Defining Fit Data

Once a data set has been selected it can be fit to various distributions to determine which would mostly likely produce that data set. The first step in the process is to define the characteristics of the data set (or sets) in the Data tab of the Fit Distributions to Data window.

If a single data set is to be fitted, click the Fit button and select 'Fit'.

If multiple data sets are to be fitted simultaneously, click the Fit button and select 'Batch Fit'. Note that all data sets must use the same fitting configuration when run in batch mode, including which distributions will be tested.

Figure 1 - Fit Distributions to Data - Data Tab

Data Tab

The Data Tab consists of the following primary sections:

  1. Data Set - Details of the data to be included in the Fit, including a Name value which will appear as the name of the fit in the Fit Manager window. See below for more information.
  2. Data Type - Configure the type of data set chosen.
  3. Filter - Filter the data set values; this can be set to use absolute or relative values.

Data Set

The Data Set panel is the primary definition of the data to be included in the Fit.

  • Name - It is highly recommended to give the data set a name; the Name value will appear in the Name column of the Fit Manager window. Additionally, the Name of the Fit will be used in any RiskFit function that links an input distribution to the results of the fit.
  • Range - Defines the range of cells to be included in the fitting process; uses a standard Excel range reference but can only use a contiguous range.

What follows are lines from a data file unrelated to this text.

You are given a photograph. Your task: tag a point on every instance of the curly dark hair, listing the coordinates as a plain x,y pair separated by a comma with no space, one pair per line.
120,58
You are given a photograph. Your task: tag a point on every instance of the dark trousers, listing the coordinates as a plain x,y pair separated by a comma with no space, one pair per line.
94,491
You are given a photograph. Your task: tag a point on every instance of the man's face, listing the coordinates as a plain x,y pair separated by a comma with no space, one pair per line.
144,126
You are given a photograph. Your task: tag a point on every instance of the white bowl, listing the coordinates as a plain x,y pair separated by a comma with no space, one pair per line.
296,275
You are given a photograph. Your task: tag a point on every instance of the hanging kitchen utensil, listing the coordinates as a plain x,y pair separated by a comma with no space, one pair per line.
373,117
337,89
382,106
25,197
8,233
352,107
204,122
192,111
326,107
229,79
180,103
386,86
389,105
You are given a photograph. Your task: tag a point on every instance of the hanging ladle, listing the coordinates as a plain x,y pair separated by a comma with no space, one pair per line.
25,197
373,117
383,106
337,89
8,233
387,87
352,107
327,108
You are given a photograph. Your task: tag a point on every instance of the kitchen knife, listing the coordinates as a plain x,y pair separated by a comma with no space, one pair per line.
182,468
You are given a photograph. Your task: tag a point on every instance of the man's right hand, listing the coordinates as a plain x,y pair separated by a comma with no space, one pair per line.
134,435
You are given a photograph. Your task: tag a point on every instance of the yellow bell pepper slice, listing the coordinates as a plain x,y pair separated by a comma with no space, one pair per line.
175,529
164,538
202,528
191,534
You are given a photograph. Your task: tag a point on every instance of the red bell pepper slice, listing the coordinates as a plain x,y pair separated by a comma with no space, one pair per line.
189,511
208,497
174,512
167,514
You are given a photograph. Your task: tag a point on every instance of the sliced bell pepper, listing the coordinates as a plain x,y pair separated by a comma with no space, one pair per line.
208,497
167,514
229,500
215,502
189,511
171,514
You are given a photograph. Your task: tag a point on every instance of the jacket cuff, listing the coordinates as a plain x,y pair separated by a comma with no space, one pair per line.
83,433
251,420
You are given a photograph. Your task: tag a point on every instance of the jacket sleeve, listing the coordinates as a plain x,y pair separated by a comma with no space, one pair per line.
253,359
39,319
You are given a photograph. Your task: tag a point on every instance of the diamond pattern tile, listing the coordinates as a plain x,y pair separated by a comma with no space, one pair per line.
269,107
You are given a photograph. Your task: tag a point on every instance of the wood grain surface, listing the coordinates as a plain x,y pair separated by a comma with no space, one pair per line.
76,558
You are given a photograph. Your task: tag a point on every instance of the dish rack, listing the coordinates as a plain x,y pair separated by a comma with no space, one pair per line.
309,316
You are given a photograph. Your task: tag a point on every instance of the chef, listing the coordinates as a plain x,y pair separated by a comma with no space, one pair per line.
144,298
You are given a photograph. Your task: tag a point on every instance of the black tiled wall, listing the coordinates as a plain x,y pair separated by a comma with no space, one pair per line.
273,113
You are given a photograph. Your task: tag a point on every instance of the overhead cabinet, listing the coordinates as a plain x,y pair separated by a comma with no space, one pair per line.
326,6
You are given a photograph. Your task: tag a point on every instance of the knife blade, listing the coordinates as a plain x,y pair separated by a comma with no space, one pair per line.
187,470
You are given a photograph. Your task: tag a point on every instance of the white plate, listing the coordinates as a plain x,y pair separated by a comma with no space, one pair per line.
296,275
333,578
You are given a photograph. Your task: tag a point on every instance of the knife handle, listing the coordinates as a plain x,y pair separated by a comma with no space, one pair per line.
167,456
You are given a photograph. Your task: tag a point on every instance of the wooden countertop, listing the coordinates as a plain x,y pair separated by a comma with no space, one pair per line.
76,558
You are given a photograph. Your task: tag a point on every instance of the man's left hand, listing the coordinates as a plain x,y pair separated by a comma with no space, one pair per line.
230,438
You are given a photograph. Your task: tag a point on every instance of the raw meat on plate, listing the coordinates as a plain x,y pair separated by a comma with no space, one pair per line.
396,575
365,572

Enter the range manually, or use the 'Select an Excel Range' button to select cells.
  • Specific, individual values from a contiguous range can be excluded from the Fit by using a Filter; see Filtering, below. It is not necessary to manually exclude those cells from the Range.

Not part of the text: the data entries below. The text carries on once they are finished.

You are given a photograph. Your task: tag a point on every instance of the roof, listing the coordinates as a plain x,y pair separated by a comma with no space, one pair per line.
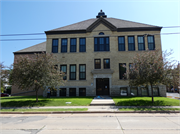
118,23
41,47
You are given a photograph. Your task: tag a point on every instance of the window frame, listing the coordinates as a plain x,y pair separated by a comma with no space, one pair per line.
121,43
80,45
123,88
81,92
71,46
95,63
65,46
72,72
131,44
98,45
82,72
136,89
65,77
151,43
123,78
147,91
55,46
141,43
104,63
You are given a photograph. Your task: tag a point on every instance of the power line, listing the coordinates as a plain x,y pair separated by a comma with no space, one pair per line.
22,34
44,33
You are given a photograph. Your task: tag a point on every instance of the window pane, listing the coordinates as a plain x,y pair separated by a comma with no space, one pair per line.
55,46
151,44
101,44
73,45
106,63
122,70
64,45
134,91
97,64
141,45
121,42
131,45
144,91
123,92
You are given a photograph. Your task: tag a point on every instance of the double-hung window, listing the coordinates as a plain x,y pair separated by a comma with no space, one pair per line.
101,44
63,45
151,44
122,70
131,43
141,45
82,72
106,63
72,72
82,45
54,45
64,70
73,45
121,43
97,63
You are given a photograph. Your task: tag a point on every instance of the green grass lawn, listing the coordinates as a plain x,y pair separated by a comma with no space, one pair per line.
44,110
149,109
30,101
145,101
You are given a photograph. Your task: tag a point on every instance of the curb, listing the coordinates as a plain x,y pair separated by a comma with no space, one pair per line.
91,112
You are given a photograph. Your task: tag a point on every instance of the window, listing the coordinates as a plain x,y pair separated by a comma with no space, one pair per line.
82,72
155,91
73,45
82,45
121,43
131,44
97,63
144,91
123,91
82,91
72,91
106,63
134,91
63,45
151,44
64,70
63,92
53,92
101,33
101,44
72,72
122,70
55,46
141,45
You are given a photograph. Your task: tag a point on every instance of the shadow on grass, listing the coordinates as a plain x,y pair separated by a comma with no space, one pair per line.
141,103
27,103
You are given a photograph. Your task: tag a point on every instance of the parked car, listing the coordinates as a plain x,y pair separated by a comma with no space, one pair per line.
4,95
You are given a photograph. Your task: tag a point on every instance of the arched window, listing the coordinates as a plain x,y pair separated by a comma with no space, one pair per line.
101,33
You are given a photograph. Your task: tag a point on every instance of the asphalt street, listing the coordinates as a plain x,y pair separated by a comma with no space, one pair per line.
132,123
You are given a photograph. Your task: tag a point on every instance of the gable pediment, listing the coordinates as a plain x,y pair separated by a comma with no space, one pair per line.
101,21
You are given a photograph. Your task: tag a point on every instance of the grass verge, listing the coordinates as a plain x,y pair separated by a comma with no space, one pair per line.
145,101
44,110
30,101
149,109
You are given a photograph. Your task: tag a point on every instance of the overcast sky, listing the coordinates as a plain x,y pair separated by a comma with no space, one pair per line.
37,16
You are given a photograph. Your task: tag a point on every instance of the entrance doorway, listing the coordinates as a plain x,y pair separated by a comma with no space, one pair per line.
102,86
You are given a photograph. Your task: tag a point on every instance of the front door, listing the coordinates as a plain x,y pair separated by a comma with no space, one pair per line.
102,86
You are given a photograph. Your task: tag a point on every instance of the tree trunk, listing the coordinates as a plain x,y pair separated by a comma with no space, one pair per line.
36,95
152,94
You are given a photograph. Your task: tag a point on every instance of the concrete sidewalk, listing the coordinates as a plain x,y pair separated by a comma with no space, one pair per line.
91,108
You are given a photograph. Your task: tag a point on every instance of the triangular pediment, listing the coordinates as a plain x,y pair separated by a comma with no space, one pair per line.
99,22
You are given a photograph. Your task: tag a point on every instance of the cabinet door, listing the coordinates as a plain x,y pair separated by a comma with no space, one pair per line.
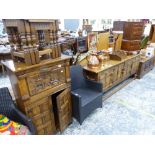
64,108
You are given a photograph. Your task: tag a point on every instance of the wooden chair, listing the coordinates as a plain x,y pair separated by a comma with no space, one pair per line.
86,94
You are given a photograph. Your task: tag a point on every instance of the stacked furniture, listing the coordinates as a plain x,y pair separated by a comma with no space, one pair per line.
42,92
132,34
86,94
39,75
118,25
113,72
33,40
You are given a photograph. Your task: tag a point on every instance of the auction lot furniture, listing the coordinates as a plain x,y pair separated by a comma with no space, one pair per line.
8,108
132,34
32,40
146,64
86,94
113,72
42,92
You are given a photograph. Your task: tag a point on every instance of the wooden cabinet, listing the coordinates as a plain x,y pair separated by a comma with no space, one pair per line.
152,33
33,40
130,45
42,92
133,30
145,66
132,35
113,72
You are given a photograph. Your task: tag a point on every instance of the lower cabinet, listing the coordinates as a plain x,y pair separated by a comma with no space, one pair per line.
52,113
145,66
115,74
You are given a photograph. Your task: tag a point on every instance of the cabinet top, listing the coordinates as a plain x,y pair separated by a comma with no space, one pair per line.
19,66
109,64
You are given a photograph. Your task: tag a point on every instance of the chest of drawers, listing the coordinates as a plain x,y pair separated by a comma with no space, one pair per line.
133,30
145,66
42,92
113,72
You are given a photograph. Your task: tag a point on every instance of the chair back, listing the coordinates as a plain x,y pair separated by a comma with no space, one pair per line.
77,78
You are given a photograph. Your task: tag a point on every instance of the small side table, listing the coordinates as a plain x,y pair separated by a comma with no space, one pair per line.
146,64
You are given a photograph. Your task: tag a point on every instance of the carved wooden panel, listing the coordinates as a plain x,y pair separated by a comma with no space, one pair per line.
46,78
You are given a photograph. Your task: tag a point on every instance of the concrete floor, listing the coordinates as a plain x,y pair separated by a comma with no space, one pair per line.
129,111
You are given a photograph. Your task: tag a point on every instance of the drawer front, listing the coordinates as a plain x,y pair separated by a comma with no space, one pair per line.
47,128
131,45
42,118
46,78
38,107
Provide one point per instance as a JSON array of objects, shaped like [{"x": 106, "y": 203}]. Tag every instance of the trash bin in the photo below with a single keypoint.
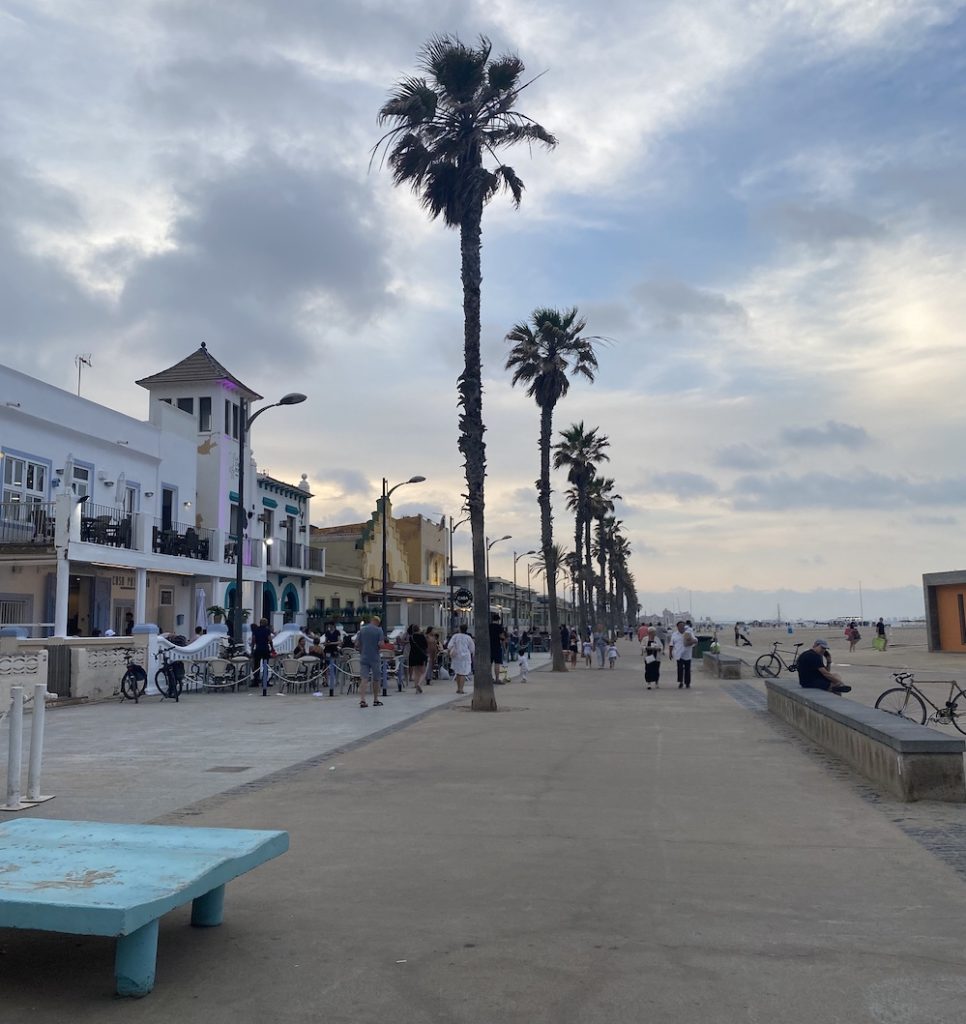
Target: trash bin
[{"x": 703, "y": 646}]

  • Values are Dates - Check this box if the data values are formatted as Dates.

Data Type

This section designates what type of data set is being used for the Fit. The type of data (e.g. continuous or discrete) will greatly affect the distributions that are available to test for fit.

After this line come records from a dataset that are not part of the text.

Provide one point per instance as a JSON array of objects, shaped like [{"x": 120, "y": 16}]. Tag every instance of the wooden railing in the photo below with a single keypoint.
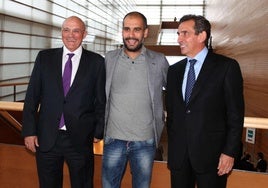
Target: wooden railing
[
  {"x": 14, "y": 85},
  {"x": 249, "y": 122},
  {"x": 23, "y": 168}
]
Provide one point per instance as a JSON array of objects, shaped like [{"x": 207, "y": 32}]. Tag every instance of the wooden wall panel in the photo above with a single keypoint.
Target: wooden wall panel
[{"x": 18, "y": 170}]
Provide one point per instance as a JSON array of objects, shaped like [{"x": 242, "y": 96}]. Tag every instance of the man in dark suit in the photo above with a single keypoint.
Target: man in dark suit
[
  {"x": 81, "y": 108},
  {"x": 204, "y": 133}
]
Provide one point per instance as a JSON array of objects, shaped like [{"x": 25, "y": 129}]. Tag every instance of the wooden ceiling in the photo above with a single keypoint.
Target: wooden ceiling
[{"x": 240, "y": 31}]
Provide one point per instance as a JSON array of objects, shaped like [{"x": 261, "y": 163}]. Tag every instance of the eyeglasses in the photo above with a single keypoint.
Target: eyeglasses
[{"x": 74, "y": 31}]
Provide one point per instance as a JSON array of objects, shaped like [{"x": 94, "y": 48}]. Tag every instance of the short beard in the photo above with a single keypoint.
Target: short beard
[{"x": 133, "y": 49}]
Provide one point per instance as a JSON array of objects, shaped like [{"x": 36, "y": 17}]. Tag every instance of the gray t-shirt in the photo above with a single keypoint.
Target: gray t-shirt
[{"x": 130, "y": 117}]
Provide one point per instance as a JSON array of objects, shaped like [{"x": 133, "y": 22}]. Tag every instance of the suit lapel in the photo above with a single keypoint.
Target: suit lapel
[
  {"x": 204, "y": 74},
  {"x": 179, "y": 77},
  {"x": 81, "y": 71},
  {"x": 58, "y": 68}
]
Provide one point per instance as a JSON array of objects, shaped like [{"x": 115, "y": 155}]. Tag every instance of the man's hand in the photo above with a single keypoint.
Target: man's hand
[
  {"x": 225, "y": 164},
  {"x": 96, "y": 140},
  {"x": 31, "y": 142}
]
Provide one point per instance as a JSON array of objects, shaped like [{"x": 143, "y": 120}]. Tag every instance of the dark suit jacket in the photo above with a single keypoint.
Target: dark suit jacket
[
  {"x": 212, "y": 122},
  {"x": 83, "y": 106}
]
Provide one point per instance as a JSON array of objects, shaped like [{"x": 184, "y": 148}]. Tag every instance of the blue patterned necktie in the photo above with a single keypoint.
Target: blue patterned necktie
[
  {"x": 190, "y": 80},
  {"x": 66, "y": 80}
]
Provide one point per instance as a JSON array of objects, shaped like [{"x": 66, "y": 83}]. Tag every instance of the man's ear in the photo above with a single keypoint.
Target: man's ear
[
  {"x": 146, "y": 31},
  {"x": 202, "y": 36}
]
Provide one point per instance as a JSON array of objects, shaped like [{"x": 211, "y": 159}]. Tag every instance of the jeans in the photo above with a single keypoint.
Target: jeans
[{"x": 117, "y": 153}]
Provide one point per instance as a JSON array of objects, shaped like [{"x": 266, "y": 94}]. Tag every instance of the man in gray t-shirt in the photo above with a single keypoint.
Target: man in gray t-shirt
[{"x": 135, "y": 77}]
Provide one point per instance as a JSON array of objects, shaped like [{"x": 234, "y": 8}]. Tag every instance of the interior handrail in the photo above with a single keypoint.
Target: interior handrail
[{"x": 249, "y": 122}]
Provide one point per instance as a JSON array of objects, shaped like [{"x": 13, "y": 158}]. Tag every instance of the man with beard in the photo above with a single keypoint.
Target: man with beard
[{"x": 134, "y": 116}]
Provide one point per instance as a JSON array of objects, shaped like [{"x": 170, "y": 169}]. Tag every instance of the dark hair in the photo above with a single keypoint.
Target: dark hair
[
  {"x": 201, "y": 24},
  {"x": 260, "y": 155},
  {"x": 137, "y": 14}
]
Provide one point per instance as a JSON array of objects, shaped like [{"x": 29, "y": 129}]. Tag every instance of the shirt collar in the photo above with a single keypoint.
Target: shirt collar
[
  {"x": 200, "y": 57},
  {"x": 77, "y": 52}
]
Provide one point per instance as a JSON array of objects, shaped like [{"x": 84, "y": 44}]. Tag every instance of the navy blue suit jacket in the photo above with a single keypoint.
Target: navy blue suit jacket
[
  {"x": 83, "y": 106},
  {"x": 212, "y": 122}
]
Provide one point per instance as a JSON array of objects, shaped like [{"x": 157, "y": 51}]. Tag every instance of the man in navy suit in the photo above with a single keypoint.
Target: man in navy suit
[
  {"x": 82, "y": 108},
  {"x": 204, "y": 134}
]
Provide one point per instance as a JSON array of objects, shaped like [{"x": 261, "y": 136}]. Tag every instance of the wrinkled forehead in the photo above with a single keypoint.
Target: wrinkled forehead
[{"x": 73, "y": 22}]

It is key that the Data Type configuration is set correctly for the fit process to be effective. The Data Type selection designates that the data set is a random sampling (continuous or discrete) versus points on a curve (density) versus points on a cumulative curve (cumulative). This choice is a fundamental part of the fitting process.

See Fit Data Data Types for more information.

Filter

Figure 2 - Absolute Filter

Figure 3 - Relative Filter

Filtering settings for the data set allow for the exclusion of certain values from the fitting process, without the need to exclude those values from the designated Excel range. This can be particularly useful when attempting to fit large data sets.

There are three options for Filtering:

  • None - Do not filter the data set.
  • Absolute - Specifies a minimum or maximum value (or both) for the X-value (Figure 2, right). If only a minimum value is entered, only data below that value will be filtered out; if only a maximum is entered, only data above that maximum will be filtered out.
  • Relative - Specifies a number of standard deviations from the mean of the data set (Figure 3, right); only values outside that number of standard deviations will be filtered out.